Celebrated Lyricist Hal David Asked “Who Teaches Birds How To Fly?”
By Jon Konjoyan
One of the greatest lyricists of 20th Century popular music died Sept. 1 at the age of 91. Hal David, together with composer Burt Bacharach, crafted 24 Top 10 hits including “Alfie,” “Make It Easy on Yourself,” “I Say a Little Prayer,” “The Look of Love,” “This Guy’s in Love with You,” “Raindrops Keep Falling on My Head,” and “Close to You.”
David first hit the charts in 1949 with Sammy Kaye and his Orchestra’s “The Four Winds and the Seven Seas.” His most recent chart maker was 1983’s “Always Something There to Remind Me” by Naked Eyes. In between were smashes by Dionne Warwick (David referred to her as his and Bacharach’s “muse”), Jackie DeShannon, BJ Thomas, Dusty Springfield, Herb Alpert, Tom Jones, The 5th Dimension, Aretha Franklin, Sergio Mendes, Luther Vandross, and countless others.
In a forward to David’s book What the World Needs Now, Warwick described how the wordsmith connected with people. “Hal reaches people. That is his particular genius — taking real-life situations and working them into song in a simple and beautiful way.” Music historian Paul Grein agreed, telling the Los Angeles Times, “Hal’s lyrics were simple and direct and conversational; he would understate.”
Bacharach and David were awarded the Gershwin Prize in a White House ceremony earlier this year. James Billington of the Library of Congress called David “an American songwriting treasure.”

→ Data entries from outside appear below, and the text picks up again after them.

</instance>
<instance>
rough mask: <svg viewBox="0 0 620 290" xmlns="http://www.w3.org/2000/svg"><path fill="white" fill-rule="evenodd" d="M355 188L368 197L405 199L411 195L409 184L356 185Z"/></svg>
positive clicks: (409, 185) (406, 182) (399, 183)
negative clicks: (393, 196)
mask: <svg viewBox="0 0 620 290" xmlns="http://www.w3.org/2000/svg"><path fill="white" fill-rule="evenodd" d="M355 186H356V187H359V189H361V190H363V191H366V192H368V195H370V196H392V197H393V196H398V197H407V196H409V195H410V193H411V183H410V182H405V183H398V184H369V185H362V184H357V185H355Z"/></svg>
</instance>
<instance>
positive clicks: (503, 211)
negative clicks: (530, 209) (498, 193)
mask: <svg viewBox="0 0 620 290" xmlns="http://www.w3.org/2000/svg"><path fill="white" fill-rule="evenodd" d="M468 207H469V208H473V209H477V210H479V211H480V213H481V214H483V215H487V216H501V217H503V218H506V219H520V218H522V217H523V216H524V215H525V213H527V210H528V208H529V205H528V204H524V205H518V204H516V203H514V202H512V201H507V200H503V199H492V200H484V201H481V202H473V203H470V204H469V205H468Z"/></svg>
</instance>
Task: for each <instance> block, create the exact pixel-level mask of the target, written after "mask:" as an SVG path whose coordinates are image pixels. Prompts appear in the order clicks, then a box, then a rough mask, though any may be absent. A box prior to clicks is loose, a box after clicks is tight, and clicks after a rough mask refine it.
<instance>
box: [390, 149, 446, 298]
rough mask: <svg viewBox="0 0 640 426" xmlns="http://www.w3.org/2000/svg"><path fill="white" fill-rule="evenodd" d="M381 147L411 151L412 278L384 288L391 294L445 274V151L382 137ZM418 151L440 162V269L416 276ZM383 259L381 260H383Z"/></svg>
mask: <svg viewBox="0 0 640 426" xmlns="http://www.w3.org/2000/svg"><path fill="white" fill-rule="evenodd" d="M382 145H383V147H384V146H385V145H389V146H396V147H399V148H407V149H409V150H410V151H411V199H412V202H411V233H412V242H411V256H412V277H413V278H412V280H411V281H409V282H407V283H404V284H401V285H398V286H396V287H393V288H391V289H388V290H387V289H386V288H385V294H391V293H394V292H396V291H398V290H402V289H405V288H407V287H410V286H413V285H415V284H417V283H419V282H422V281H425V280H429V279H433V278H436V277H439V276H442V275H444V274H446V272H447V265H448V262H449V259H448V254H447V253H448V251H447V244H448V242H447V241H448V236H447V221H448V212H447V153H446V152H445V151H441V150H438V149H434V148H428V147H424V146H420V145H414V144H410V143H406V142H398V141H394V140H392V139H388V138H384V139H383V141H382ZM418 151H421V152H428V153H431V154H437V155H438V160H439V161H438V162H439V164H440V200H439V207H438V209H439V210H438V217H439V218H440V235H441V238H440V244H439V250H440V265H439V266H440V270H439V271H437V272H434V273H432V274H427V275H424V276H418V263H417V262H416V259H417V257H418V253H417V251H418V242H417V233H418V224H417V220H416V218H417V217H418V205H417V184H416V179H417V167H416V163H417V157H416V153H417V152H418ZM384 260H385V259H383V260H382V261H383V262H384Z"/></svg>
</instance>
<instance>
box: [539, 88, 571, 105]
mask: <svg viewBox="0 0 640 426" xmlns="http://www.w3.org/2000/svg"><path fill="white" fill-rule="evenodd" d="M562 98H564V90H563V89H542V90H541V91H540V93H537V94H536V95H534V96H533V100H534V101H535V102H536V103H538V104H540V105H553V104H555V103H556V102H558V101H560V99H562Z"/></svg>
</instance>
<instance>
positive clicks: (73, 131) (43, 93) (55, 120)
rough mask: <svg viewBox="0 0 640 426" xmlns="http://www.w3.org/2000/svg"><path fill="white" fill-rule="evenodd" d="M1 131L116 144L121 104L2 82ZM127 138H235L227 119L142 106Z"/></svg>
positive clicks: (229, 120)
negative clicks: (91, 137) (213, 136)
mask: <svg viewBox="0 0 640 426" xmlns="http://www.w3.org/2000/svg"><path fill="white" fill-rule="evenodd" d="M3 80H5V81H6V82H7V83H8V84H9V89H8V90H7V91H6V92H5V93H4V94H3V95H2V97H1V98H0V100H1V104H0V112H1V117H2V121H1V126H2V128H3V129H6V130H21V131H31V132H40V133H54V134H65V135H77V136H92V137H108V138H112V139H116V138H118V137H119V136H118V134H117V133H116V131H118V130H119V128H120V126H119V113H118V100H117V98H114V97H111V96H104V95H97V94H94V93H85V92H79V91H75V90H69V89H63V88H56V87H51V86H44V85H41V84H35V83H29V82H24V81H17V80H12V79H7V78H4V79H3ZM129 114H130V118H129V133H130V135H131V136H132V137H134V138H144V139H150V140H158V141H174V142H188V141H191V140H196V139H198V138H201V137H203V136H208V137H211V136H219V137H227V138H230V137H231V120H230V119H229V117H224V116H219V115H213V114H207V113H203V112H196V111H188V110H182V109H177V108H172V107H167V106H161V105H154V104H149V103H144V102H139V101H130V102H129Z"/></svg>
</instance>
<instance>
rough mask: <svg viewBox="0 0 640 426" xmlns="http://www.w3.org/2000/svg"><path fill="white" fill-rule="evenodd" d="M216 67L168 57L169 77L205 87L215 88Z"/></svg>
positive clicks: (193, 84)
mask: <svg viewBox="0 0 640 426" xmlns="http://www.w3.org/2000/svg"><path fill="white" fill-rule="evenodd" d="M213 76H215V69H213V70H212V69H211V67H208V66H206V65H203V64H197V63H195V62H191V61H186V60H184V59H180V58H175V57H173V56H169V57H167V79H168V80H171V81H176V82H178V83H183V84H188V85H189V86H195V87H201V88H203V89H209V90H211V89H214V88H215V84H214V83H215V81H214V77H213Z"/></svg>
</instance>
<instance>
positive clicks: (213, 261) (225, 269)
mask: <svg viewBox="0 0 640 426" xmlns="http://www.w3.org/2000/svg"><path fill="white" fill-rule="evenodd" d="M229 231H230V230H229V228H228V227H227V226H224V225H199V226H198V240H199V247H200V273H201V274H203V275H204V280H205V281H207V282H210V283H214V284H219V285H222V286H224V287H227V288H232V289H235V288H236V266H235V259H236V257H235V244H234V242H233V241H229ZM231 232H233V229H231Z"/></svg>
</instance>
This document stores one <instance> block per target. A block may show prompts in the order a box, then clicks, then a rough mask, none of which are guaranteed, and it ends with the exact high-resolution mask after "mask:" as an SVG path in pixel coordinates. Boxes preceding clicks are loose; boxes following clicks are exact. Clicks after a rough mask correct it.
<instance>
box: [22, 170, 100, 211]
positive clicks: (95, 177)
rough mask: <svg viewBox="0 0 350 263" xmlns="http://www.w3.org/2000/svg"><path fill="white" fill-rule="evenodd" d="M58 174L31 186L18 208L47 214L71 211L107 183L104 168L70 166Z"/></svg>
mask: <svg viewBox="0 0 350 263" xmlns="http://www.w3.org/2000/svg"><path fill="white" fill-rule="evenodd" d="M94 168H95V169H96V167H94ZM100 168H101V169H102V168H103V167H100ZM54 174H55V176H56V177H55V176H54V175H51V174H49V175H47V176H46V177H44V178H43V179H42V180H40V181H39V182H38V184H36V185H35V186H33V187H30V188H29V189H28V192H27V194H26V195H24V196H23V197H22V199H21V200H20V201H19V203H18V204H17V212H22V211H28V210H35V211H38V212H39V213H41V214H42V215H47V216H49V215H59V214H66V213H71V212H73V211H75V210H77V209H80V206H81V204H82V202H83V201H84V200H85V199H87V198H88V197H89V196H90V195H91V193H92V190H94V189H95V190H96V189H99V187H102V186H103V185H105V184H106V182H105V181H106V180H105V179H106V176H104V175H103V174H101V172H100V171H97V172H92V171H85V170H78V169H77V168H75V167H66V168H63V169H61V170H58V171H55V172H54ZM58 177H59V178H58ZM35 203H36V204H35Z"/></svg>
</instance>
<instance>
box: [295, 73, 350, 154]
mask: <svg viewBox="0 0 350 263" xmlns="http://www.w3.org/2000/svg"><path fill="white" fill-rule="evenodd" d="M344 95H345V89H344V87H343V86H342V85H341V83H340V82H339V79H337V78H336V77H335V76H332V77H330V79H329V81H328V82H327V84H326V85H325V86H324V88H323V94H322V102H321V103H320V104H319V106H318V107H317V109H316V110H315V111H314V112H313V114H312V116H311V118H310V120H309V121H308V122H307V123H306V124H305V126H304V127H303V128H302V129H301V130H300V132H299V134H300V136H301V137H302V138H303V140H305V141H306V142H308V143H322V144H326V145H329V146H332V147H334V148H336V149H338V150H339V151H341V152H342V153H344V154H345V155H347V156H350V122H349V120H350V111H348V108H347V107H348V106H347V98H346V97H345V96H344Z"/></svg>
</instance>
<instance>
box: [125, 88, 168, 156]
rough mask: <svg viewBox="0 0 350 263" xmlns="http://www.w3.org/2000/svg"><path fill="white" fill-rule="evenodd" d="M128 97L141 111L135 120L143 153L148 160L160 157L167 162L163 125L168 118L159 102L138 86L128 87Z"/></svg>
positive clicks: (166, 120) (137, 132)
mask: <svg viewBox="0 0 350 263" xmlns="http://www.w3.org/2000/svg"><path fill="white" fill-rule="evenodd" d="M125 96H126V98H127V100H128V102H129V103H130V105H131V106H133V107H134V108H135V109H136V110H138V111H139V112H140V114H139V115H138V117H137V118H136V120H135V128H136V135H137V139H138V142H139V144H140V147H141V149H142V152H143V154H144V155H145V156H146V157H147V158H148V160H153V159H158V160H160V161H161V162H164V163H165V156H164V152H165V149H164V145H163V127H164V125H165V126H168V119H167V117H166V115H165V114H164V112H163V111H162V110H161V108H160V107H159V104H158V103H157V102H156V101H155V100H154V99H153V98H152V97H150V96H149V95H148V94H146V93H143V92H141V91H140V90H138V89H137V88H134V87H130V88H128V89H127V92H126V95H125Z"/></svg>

Hal David’s lyrics were often thought provoking such as “Who Teaches Birds How to Fly?” from “As Long as There’s an Apple Tree,” or socially conscious as in “The Windows of the World,” “Be Aware,” and “Paper Mache.” He was also a master of the love song with famous examples being “The Look of Love” and “Anyone Who Had a Heart.”
In lieu of flowers the family is asking that donations be made to the ASCAP Foundation, 1900 Broadway, Sixth Floor,New York,NY10023.